793.94/13623: Telegram
The Consul General at Hankow (Josselyn) to the Secretary of State
[Received August 5—12:25 a.m.]
The pronounced pessimism of Chinese civil and military officials noticeable during the past weeks concerning the progress of Sino-Japanese hostilities has been modified by the recent Manchurian border disturbances.51 The hope of third power intervention on behalf of China is now at its liveliest. The more so because a major conflict between Japan and the Soviet Union promises, with a shift of the main theater of Japanese operations to the northeast, the possibility of a relaxation in fighting Japanese, the uncompromising and exacting character of which warfare is most uncongenial to the temperament of the average high Chinese official.
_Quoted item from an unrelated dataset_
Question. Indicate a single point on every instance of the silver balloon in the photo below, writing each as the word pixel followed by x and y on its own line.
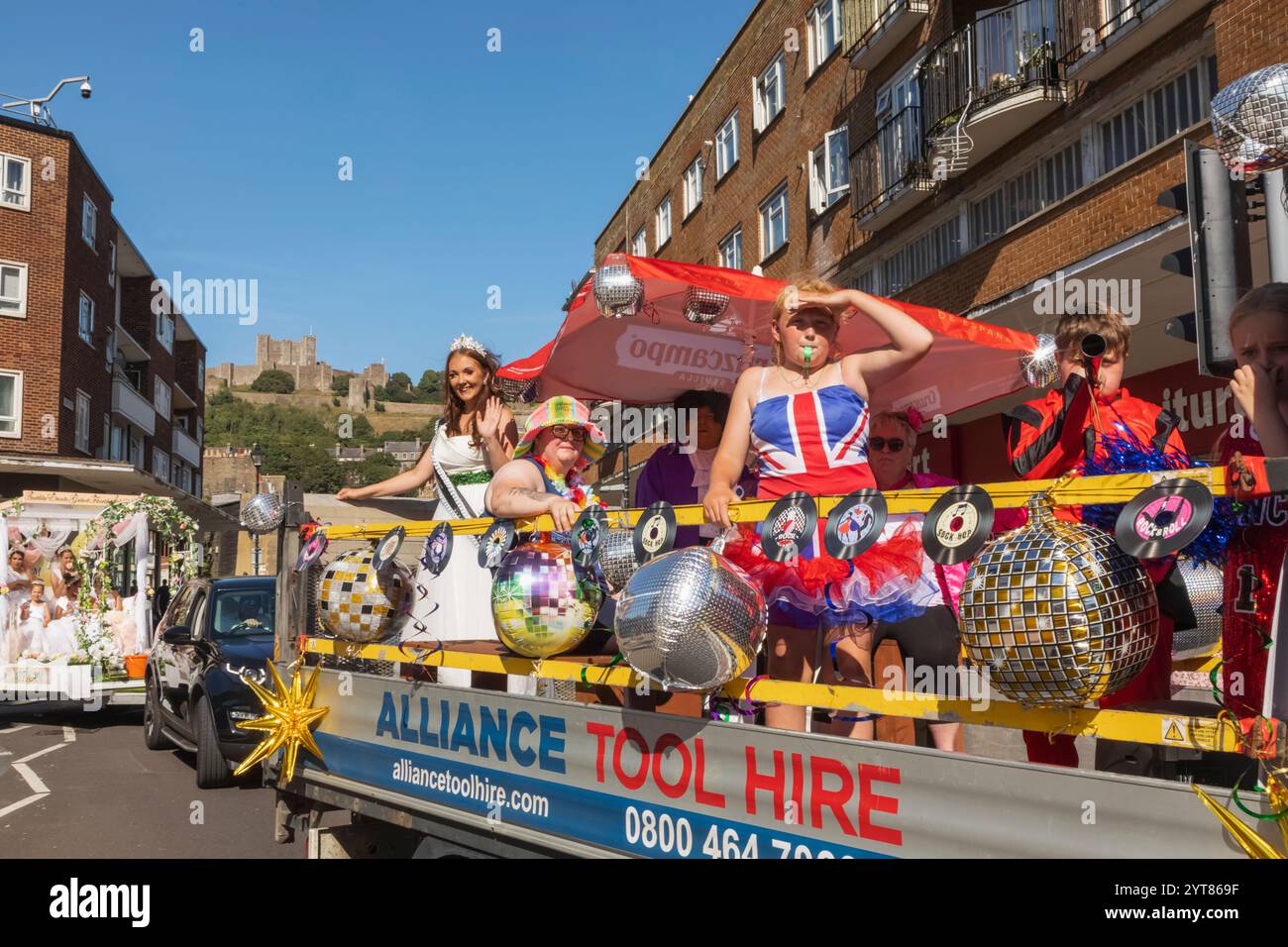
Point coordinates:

A Russo-Japanese war at the present time would however tend to split the Chinese united front, a large portion of the Kuomintang being more anti-Russian than anti-Japanese. The Communists and Leftist member of the Kuomintang therefore view the split in the northeast with mixed feelings, fearing a recrudescence of domestic dissension. [Page 254] From the point of view of the Chinese Reds the most advantageous moment for a Russo-Japanese war would be after the Japanese capture of Wuhan when the Central Government may be expected to be critically weakened and the Communists relatively strengthened through a continuation of the process whereby the Central Government has been losing the principal lines of communications and cities to the Japanese and the remainder of the territory behind the Japanese lines to the Communists.
Repeated to the Ambassador, Peiping, Shanghai. Shanghai please repeat to Tokyo.